Christians are admonished not to drink wine to a level of drunkenness that manifests itself in debauchery. Rather, the controlling factor in a Christian’s life should be the Holy Spirit, not alcohol. The context suggests it’s the consumption in excess that is to be avoided by Christians; moderate consumption is not condemned.

The apostle Paul backs that up in his first letter to Timothy: “Deacons likewise must be men of dignity, not double-tongued or given to much wine (oino; 1 Timothy 3:8). He also instructed to Timothy directly, “No longer drink water exclusively, but use a little wine (oino) for the sake of your stomach and your frequent ailments (1 Timothy 5:23). As Mr. Beck noted in Galations 5:21, “Those who participate in “drunkenness,” among other sinful actions, “shall not inherit the kingdom of God.” The emphasis is on drunken excess, not occasional imbibing.

I can’t think of a stronger case for the occasional consumption of wine than that in John, Chapter 2, where Jesus performs his first miracle at the wedding in Cana, turning water into wine. To refresh everyone’s memory, Jesus’ mother, Mary, made Him aware that the wedding party had run out of wine (oinou). Though Jesus initially expressed reluctance in resolving the problem, Mary instructed the attending servants to follow Jesus’ instructions. Jesus observed six stone waterpots (20-30 gallons each, according scripture) and told the servants to fill them with water. The servants obeyed and filled each “to the brim.” Jesus then instructed the servants to draw a sample and take it to the headwaiter. The headwaiter, unaware of what had just transpired “tasted the water that had become wine (oinon)” and called the bridegroom over. He said to the bridegroom, “Every man serves the good wine (oinon) first, and when men might have drunk freely, then that which is poorer; you have kept the good wine (oinon) until now.” There is consistency in the terminology used throughout that passage.

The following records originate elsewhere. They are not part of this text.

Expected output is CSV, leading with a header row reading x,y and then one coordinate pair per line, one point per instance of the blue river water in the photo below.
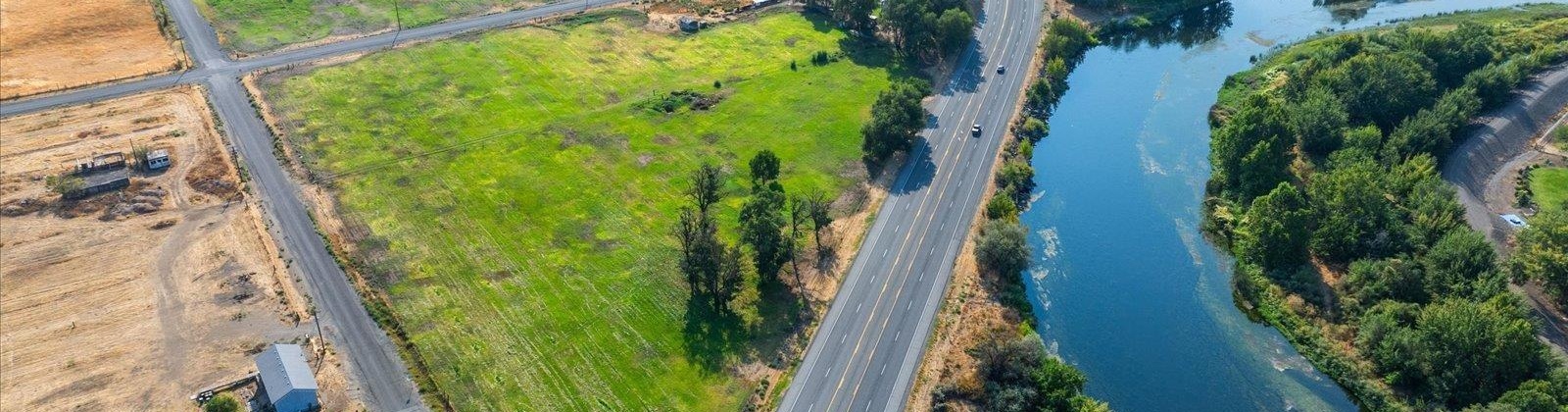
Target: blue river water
x,y
1125,284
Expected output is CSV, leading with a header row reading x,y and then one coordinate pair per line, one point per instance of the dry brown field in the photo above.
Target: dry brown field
x,y
135,299
49,44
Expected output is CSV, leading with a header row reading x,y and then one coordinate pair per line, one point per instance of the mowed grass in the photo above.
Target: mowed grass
x,y
522,203
1549,187
258,26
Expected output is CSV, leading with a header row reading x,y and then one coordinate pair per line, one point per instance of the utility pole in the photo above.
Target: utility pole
x,y
397,13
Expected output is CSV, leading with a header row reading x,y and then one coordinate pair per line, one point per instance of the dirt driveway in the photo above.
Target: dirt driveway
x,y
135,299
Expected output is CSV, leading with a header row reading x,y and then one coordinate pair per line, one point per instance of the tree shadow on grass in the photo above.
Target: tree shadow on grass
x,y
715,338
710,336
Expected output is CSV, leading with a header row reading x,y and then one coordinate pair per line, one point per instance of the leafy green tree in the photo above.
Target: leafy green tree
x,y
1319,122
1529,396
1544,252
898,117
954,28
221,403
1016,180
764,167
708,182
1462,265
1393,279
1018,375
744,294
1003,247
854,13
1001,208
1258,122
1432,211
1275,230
1384,86
702,252
1352,211
1034,129
1262,169
762,227
731,277
1068,38
1431,130
1460,52
1494,82
819,211
1473,352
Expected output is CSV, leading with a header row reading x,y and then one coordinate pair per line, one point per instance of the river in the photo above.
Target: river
x,y
1125,284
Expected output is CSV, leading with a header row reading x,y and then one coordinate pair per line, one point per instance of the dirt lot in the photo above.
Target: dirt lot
x,y
107,307
54,44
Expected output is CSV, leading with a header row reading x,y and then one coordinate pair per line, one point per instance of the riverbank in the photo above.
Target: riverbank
x,y
1496,146
1346,237
982,305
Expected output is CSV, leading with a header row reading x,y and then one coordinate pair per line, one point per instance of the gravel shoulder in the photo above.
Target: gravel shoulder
x,y
1494,148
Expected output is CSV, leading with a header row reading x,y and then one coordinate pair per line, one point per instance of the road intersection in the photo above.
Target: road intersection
x,y
890,297
368,351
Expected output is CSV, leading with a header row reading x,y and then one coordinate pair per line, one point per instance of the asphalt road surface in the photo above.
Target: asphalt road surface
x,y
201,44
370,356
864,354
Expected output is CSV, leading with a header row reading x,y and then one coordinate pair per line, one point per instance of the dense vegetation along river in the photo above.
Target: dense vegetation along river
x,y
1125,284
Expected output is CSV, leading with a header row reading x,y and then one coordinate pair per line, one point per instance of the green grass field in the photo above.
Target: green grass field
x,y
522,198
1549,185
258,26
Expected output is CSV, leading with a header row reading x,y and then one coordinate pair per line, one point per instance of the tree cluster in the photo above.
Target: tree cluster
x,y
770,227
1016,375
898,117
1337,164
927,28
1544,252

What is there to learn from Jesus’ first miracle? First, the Greek word for “drunk freely” in the passage above is “methysthosin” – the same root word used in Ephesians 5 admonishing Christians not to be “methyskesthe” with wine, but rather be filled by the Holy Spirit. So we know that the wine the wedding guests were drinking was alcoholic in nature. Secondly, the headwaiter stated a known fact that consuming alcohol eventually dulls the senses, including the sense of taste. Which is why the custom of the day was to serve the best wine first, hoping that guests wouldn’t notice the lower quality wine served to them later. Lastly, there can be no argument that Jesus’ first recorded miracle was making the best wine (oinon) of the day – and not just a few jugs, but 120 to 180 gallons! The wedding was a special occasion, after all, and the celebrants were participating in a special event. Yes, some guests may have drunk to excess during the festivities; that’s implied. But any “over consumption” was limited to that occasion and there is no indication that having made wine available at the wedding resulted in any negative effects or consequences. Jesus certainly didn’t condemn it.

The one scripture I do agree on one-hundred percent with Mr. Beck is Romans 14:21, which refers to eating and drinking wine (“or do anything”) when it would offend a fellow Christian or cause a new Christian to stumble in his or her faith. The corollary in Romans 14 is that we are admonished not to despise or pass judgment on others who consume food different than that which we personally approve or accept to be good. The apostle Paul cites Christ Himself in that chapter noting that nothing is unclean, except to those who personally believe it is unclean. (Many early Christians were former Jews and still held beliefs regarding food that was clean and unclean.) Today, if I were to have dinner with Mr. Beck, knowing what his beliefs are regarding the consumption of alcohol, I would not remotely consider ordering a beer or glass of wine with my meal. If I’m dining with like-minded Christians, however, having an adult beverage might be an option for me. Personal choice, in those situations, has to be balanced against the convictions of others.